大原問答では日本を代表する博学の多くの僧侶たちが法然上人の教えが真の仏教であるかを追求しようと意気込んで臨んだのです。
そんな中で法然上人が高座につかれると、大原問答の第一問は、まず天台座主になる顕真からでした。
いきなり核心を突いてきます。
速やかに輪廻を離れて仏になる道は、釈迦一代教の中でも最上の、華厳宗、天台宗、真言宗、禅宗の4つの道といわれています。
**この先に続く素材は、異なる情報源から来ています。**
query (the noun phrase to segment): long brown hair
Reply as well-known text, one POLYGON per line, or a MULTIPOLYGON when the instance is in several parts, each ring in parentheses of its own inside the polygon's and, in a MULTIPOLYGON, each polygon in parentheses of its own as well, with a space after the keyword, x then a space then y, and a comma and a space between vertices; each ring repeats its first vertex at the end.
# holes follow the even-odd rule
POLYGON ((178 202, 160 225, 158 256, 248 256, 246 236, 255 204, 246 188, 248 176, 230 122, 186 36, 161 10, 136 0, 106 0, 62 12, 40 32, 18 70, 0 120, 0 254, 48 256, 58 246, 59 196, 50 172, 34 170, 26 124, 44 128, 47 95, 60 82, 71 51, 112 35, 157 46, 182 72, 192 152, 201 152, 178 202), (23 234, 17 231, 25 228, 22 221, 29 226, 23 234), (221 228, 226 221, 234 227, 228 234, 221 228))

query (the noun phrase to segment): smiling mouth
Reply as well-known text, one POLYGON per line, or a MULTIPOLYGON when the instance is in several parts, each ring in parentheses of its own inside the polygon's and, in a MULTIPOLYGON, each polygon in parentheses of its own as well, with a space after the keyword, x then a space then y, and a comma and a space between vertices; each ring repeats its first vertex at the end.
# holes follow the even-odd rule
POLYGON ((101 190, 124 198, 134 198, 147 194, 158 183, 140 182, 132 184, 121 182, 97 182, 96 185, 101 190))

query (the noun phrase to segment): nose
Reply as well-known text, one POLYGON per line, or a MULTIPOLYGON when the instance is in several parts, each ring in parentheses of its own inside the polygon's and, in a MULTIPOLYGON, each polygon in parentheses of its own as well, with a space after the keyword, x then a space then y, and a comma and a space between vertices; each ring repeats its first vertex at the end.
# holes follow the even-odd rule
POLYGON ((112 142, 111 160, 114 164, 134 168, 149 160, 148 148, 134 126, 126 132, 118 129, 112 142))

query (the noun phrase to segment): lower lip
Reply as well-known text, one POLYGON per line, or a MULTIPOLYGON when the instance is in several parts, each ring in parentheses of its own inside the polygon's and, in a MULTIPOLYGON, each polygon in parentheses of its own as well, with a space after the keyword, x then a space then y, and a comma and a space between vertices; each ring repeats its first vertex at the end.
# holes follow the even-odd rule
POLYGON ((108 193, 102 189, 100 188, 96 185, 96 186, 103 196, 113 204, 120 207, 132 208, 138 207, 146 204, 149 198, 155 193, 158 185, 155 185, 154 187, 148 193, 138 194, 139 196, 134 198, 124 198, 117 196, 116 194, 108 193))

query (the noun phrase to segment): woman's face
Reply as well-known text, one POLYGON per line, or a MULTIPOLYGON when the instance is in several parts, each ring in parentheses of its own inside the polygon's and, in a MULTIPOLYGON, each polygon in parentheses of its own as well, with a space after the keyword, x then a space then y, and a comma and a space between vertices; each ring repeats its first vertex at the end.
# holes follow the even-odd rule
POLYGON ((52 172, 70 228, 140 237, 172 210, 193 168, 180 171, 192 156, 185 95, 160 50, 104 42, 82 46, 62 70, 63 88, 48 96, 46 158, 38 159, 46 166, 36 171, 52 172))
それを法然殿は、浄土仏教のほうがすぐれていると言われるのは、どういうわけですか?
法然上人は、平然として答えます。
「お釈迦さまの教えに優劣はありませんが、仏教は何のために説かれたのでしょうか。
衆生の迷いを転じて、仏のさとりを開かせるためでしょう。
衆生を救う点で、浄土門のほうが優れているのです」
衆生を救う、というと何がすぐれているのですか?
「すべての人が救われます。
天台宗や真言宗、禅宗などの自力の仏教は、人を選ぶではありませんか。
それは智慧のある人でなければなりません。
欲や怒りや愚痴の者は助かりません。
たくさんの厳しい戒律もあります。
それでは殆どの人は救われないではありませんか。
しかし、他力の仏教は違います。
欲のやまぬ者も、怒りの起こる者も、愚者も、智者も、善人も悪人も、男も女も、すべての人が救われるのです」これには、顕真も言い返す言葉がなくなってしまったそうです。